バロック19年3~8月期は夏物不振もプロパー販売注力で増益 課題は6.6%減のEC

 バロックジャパンリミテッドの2019年3~8月期連結業績は売上高が312億円、営業利益が20億円、純利益が12億円だった。同社は前期に決算期を1月期から2月期に変更し、18年2月~19年2月までの13カ月決算となった。参考として、当期実績を18年3月~8月と比較すると、売上高は前期比2.8%減、営業利益が同18.3%増、純利益は同35.4%増だった。

 ECを含む国内既存店の売上高は同2.1%減。夏に低気温が続いたことにより夏物の販売不振やセールの長期化が減収要因となった。「アズール バイ マウジー(AZUL BY MOUSSY)」など主力のSCチャネルの売上高が同3.9%減、「マウジー(MOUSSY)」などのファッションビル・駅ビルチャネルも同4.7%減と苦戦した。ただし、「3~5月は好調だった」(村井博之社長)ことから3~8月を通すと増益となった。春物のプロパー販売注力による粗利率の改善、販管費の抑制が寄与した。

 他社ECが軒並み2ケタ成長を続ける中、国内EC単体の売上高が同6.6%減となった。18年9月の安室奈美恵の引退に因んだ「スライ(SLY)」の“ベビドンコート”の復刻版のようなヒット品番を作れなかったことに加え、「ゾゾタウン(ZOZOTOWN)」の「ゾゾアリガト」サービス開始に伴い在庫を引いたことなどが影響した。村井社長は、「当社は実力のある販売員が多く在籍し、店舗で売れるあまり、ECを軽視してきてしまった。また、グローバルなECの基幹システムを作るための投資、ベンダーの選定に足踏みをしているうちに、利便性の改良が後手に回っていた」と反省。ECの導入からこれまでを「失われた10年」と形容し、「これまでの自社EC第一主義を改める。体制変更となったZOZOやファッション販売を強化する楽天などの活用策も模索していく」とした。

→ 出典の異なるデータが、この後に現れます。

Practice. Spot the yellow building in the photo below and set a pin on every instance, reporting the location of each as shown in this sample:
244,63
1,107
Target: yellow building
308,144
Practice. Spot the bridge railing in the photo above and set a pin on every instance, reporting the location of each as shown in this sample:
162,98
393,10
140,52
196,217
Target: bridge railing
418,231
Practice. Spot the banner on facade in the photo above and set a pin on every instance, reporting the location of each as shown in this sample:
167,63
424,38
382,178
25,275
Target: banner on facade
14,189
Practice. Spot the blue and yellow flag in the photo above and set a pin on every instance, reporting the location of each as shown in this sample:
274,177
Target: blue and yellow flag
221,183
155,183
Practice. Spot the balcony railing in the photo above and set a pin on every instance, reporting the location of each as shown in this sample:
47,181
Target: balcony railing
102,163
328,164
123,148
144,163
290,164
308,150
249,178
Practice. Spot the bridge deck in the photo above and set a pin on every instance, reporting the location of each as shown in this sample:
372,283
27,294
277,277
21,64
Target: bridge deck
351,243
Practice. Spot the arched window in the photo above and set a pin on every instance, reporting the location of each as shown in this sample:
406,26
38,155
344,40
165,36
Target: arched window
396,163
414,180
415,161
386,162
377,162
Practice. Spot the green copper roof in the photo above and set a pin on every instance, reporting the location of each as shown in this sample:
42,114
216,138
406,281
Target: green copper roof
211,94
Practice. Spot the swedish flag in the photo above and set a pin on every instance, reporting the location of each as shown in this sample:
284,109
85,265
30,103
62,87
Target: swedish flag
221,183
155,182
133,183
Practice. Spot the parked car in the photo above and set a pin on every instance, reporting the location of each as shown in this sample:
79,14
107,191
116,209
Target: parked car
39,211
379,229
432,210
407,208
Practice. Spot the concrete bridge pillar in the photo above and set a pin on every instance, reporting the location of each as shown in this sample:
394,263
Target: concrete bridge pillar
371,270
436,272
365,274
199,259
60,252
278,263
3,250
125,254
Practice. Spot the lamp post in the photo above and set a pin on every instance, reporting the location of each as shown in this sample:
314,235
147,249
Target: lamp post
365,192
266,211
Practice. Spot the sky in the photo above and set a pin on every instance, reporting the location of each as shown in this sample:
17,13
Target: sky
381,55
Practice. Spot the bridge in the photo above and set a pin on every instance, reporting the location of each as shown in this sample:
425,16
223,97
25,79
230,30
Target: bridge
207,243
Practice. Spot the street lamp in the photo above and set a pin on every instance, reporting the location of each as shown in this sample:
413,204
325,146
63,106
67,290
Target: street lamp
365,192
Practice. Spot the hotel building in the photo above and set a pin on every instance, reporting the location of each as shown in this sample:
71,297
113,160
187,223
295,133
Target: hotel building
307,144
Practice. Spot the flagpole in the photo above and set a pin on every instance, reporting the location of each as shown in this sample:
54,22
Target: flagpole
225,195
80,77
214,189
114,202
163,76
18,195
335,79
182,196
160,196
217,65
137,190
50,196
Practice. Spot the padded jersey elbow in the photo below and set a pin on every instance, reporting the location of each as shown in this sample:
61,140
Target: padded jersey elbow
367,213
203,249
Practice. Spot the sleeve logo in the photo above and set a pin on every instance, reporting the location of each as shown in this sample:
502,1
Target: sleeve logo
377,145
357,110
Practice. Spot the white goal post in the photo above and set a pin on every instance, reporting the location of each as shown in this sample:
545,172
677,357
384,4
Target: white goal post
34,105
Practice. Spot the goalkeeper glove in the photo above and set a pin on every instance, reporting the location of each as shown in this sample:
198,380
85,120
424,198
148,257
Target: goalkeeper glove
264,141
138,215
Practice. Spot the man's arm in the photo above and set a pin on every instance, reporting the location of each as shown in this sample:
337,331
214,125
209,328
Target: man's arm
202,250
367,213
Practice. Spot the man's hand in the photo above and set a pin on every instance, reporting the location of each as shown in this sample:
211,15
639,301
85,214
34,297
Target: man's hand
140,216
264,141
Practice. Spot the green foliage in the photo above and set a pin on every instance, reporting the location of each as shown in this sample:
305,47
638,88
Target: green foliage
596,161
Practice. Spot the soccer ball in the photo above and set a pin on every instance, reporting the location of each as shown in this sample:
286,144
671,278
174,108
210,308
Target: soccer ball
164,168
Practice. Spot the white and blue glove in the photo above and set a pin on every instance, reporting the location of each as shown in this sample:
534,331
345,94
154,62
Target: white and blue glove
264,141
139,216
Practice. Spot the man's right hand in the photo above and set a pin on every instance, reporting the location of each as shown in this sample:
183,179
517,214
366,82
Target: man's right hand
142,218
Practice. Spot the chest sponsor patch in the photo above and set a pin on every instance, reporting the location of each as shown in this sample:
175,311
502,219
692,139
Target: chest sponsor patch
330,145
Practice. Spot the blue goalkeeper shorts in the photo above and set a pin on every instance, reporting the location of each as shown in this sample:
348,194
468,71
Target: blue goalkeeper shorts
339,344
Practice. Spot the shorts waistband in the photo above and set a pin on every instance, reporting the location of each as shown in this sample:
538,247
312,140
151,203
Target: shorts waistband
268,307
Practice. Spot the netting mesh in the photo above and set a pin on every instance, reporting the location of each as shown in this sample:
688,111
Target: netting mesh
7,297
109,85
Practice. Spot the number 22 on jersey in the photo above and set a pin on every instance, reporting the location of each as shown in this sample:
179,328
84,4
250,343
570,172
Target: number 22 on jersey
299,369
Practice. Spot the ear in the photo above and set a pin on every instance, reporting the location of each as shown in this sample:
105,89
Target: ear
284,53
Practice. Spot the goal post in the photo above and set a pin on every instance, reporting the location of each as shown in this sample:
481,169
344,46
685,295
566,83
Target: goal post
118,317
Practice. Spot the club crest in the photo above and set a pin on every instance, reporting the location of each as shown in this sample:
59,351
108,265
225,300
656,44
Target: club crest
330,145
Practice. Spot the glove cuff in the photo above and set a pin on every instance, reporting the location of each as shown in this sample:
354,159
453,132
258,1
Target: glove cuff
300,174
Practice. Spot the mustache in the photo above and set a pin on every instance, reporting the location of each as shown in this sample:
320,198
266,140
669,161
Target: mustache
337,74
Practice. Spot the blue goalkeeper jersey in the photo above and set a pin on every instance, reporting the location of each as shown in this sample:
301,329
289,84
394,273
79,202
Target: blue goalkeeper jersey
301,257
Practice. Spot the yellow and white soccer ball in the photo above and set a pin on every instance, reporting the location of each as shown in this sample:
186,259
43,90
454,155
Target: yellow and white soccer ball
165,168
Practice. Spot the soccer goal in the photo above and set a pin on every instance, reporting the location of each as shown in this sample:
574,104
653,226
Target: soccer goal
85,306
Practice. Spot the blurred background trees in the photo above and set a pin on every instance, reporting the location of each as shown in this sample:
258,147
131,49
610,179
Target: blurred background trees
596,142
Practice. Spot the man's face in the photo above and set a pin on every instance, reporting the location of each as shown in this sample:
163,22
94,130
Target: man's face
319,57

 靴小売のベル・インターナショナルと合弁で運営する中国事業は同5.9%増。「日本と現地で流行ファッションのタイムラグがなくなりつつある」(村井社長)ことから日本企画商品を増やす施策が奏功した。

 下期も引き続き、アウターなど秋冬物の適時適量の投入によるプロパー販売に注力する。一部ブランドでは人工知能(AI)によるMD支援システムなども試験導入する。また、サステイナブルな商品企画にも本腰を入れ、19~20年秋冬のダウンジャケット商品の8割に、国内ふとんメーカーなどから調達したリサイクルダウンを使用する。自社ECと店舗の在庫一元化を進め、EC在庫の店舗決済などのシステムも導入する。

 中国事業では販売商品の日本企画比率を商品構成の9割にまで高める。米国で好調の高級デニムライン“マウジー ビンテージ(MOUSSY VINTAGE)”に加え、「エンフォルド(ENFOLD)」は海外3都市でのポップアップストア(8月~11月)を皮切りに海外卸を強化する。

 20年2月期の業績予想は、売上高679億円、営業利益46億円、純利益28億円で据え置く。